$\newcommand{\scrF}{\mathcal{F}}$
Theorem: Let $\mu$ be a signed measure on $(\Omega, \mathcal{F})$. Then there exists $E^* \in \mathcal{F}$ and $E_* \in \mathcal{F}$ such that
$$
\mu(E^*) = \sup_{E \in \mathcal{F}} \mu(E) \text{ and } \mu(E_*) = \inf_{E \in \mathcal{F}} \mu(E).
$$
My issue is with the first step of the proof unfortunately, and I think it's fairly basic. We let $L = \sup_{E \in \mathcal{F}}\mu(E)$, then apparently there exists some sequence $(E_n)$ in $\mathcal{F}$ such that $\lim_{n\rightarrow \infty} \mu(E_n) = L$. But why do we know such a sequence exists? Sorry I'm sure it's basic I just don't see it, thanks in advance.
Edit: Aparently this follows from basic properties of liminf and limsup, but I still don't see it? If you think there should be more context/ information please let me know! I know there is no assumption that $\mu$ is $\sigma$-finite.
Edit 2: Maybe some definitions:
Definition: We say a function $\mu:\scrF \rightarrow (-\infty,\infty]$ is a signed measure on $\scrF$ satisfying $\mu(\varnothing) = 0$ and for any sequence of disjoint sets $(E_n) \in \scrF$ we have that
$$
\mu \left( \bigcup_{n=1}^\infty E_n\right)= \sum_{n=1}^\infty \mu(E_n).
$$
So I'm wondering if this is just a supremum and infimum situation? Because I guess we can just say that $S = \{\mu(A) : A \in \scrF \}$, this is a set of real numbers and we know by the axiom of completeness that $\sup S$ exists so $\sup_{E \in \scrF} \mu(E) = \sup S$ exists? I know that if we have some arbitrary set $B \subseteq \mathbb{R}$ that there is a sequence in $\mathbb{R}$ converging to the supremum, but in this case directly applying this would give me a sequence not necessarily in the sigma-field $\scrF$ right? Am I just overthinking this?
Best Answer
The issue has nothing to do with measure theory. It is just about $\sup$ in $\mathbb{R}$.
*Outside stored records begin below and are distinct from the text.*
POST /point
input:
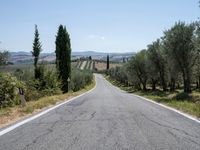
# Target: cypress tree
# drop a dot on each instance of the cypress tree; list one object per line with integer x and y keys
{"x": 63, "y": 56}
{"x": 37, "y": 48}
{"x": 108, "y": 63}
What you need, is to be precise by what you mean by \begin{equation*} a = \sup S, \end{equation*} where $S \subset \mathbb{R}$. To me, it means that no element in $S$ is bigger then $a$; and also, that for any $n \in \mathbb{N}^*$, there is $s_n \in S$ such that \begin{equation*} a - \frac{1}{n} \leq s_n \leq a. \end{equation*} But this implies that $s_n \rightarrow a$.
In your case, each $s_n$ is of the form $s_n = \mu(E_n)$ for some $E_n \in \mathcal{F}$.